My dad walked in on me masturbating in my own apartment.....my own apartment!!
He cooked me dinner. I showed my appreciation by showing up shithoused and breaking a bottle of steak sauce on his floor.
the only thing keeping me going right now is the knowledge that in 2 hours i'll be drunk at the circus.
I was talking to a guy at my work, and mid-sentence he started vomiting violently for about five minutes, then he said, " great dope" and carried on like nothing had happened.
I'm buying drugs in the library...And it's not even finals time. What has my life become?
I'm still not sure if it was intentional, but the chiropractor definitely cradled his balls on my shoulder. He even seemed to adjust the sack for comfort. I think I should be flattered. He is a doctor, after all..
It turns out tequila bombs is really code for straight shots of tequila…who would have guessed?
Dude. That is just waaaay to much random to process after that tequila battle.
Please. I don't care how shitty his fake life story was. As horny as I was I just wanted the prettiest man possible in case I accidentally got pregnant. He had blue eyes.

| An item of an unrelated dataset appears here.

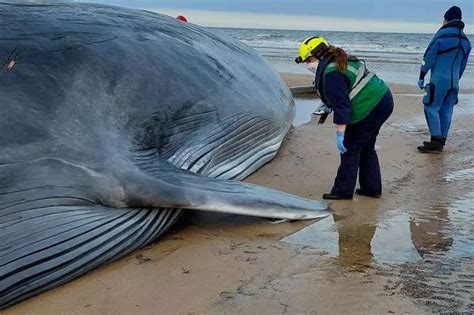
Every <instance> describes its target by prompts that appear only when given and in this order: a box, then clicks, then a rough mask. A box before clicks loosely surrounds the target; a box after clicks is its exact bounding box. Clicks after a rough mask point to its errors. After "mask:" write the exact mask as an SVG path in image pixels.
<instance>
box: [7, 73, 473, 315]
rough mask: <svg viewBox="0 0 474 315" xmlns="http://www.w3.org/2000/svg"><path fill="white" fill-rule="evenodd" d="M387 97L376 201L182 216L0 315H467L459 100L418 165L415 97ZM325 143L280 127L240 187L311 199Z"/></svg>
mask: <svg viewBox="0 0 474 315" xmlns="http://www.w3.org/2000/svg"><path fill="white" fill-rule="evenodd" d="M283 77H284V79H285V80H286V81H287V82H288V84H289V85H292V86H293V85H304V84H307V83H308V81H307V80H308V77H305V76H299V77H298V76H291V75H283ZM309 80H310V81H311V77H309ZM301 83H302V84H301ZM309 83H310V82H309ZM392 90H393V91H394V93H396V95H395V112H394V114H393V115H392V117H391V118H390V119H389V121H388V123H387V124H386V125H385V126H384V127H383V128H382V131H381V134H380V136H379V140H378V143H377V146H378V152H379V157H380V163H381V167H382V173H383V183H384V194H383V197H382V198H381V199H371V198H367V197H358V196H356V197H355V198H354V200H353V201H338V202H332V203H331V204H330V205H331V208H332V209H333V216H331V217H328V218H326V219H323V220H321V221H318V222H316V221H305V222H286V223H281V224H271V223H269V222H268V221H266V220H263V219H257V218H246V217H239V216H231V215H219V214H212V213H211V214H208V213H203V212H201V213H198V212H190V213H189V214H187V215H186V216H185V217H184V218H183V220H182V221H181V223H180V224H179V225H178V226H176V227H175V228H174V229H173V230H171V231H170V232H168V233H167V234H166V235H165V237H164V238H162V239H161V240H160V241H158V242H157V243H155V244H152V245H150V246H148V247H147V248H144V249H142V250H139V251H137V252H135V253H133V254H131V255H128V256H127V257H125V258H123V259H120V260H119V261H117V262H114V263H111V264H109V265H107V266H104V267H101V268H99V269H97V270H95V271H93V272H91V273H89V274H87V275H85V276H83V277H81V278H79V279H77V280H74V281H72V282H71V283H69V284H66V285H64V286H62V287H60V288H57V289H55V290H51V291H49V292H47V293H45V294H42V295H40V296H38V297H35V298H33V299H30V300H28V301H25V302H24V303H22V304H20V305H17V306H15V307H12V308H10V309H8V310H6V311H4V312H3V314H8V315H10V314H223V313H225V314H235V313H255V314H295V313H298V314H313V313H318V314H336V313H351V314H380V313H394V314H402V313H413V314H423V313H433V312H462V311H464V312H474V297H473V296H474V295H473V290H474V289H473V288H474V274H473V270H474V260H473V256H474V255H473V252H474V240H473V238H472V235H473V226H474V218H473V217H474V216H473V215H472V213H473V210H474V188H473V185H472V183H473V180H474V171H473V169H474V154H473V153H472V152H474V142H473V141H472V139H473V137H474V129H473V128H472V122H471V121H472V118H473V117H474V116H473V113H472V111H471V112H469V111H468V110H467V109H468V108H469V107H471V108H472V107H473V105H474V99H473V96H472V95H466V96H463V98H462V99H461V103H460V105H458V106H459V107H458V108H456V112H457V115H456V116H455V118H454V121H453V125H452V132H451V137H450V139H449V142H448V144H447V147H446V150H445V152H444V153H443V154H441V155H422V154H419V153H418V152H417V151H416V146H417V145H419V144H420V143H421V142H422V141H423V140H426V139H427V138H428V133H427V130H426V126H425V123H424V121H423V119H422V117H423V116H422V115H423V113H422V106H421V94H420V92H419V90H418V89H417V88H416V87H408V86H401V85H396V86H393V87H392ZM463 110H464V112H465V113H464V114H460V113H462V111H463ZM334 132H335V131H334V126H333V125H332V124H331V122H330V121H328V122H327V123H326V124H325V125H322V126H321V125H317V124H316V121H315V120H314V119H313V120H312V121H310V122H309V123H308V124H305V125H301V126H299V127H296V128H294V129H292V130H291V131H290V133H289V134H288V136H287V137H286V140H285V142H284V144H283V146H282V148H281V150H280V151H279V154H278V155H277V157H276V158H275V159H274V160H273V161H272V162H270V163H269V164H267V165H265V166H264V167H262V168H261V169H260V170H259V171H257V172H256V173H255V174H253V175H252V176H250V177H249V178H248V179H247V180H248V181H249V182H253V183H256V184H259V185H263V186H267V187H272V188H276V189H280V190H283V191H287V192H290V193H294V194H297V195H300V196H303V197H307V198H314V199H320V197H321V195H322V194H323V193H325V192H328V191H329V190H330V188H331V186H332V183H333V180H334V176H335V173H336V170H337V167H338V163H339V161H338V159H339V156H338V153H337V150H336V148H335V144H334ZM281 239H284V241H281Z"/></svg>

His cat must have been laying on his dick, because now my face is covered in hives
He has started theming his dick pics. I have one he sent his duck has a sombrero on. Another a Barbie is riding it.
Finals week game: One shot for every psychological trauma I've been through that I have to explain in detail. Man I hate my major sometimes.
So apparently having sex with your co-worker in the bathroom at the staff party can get you fired.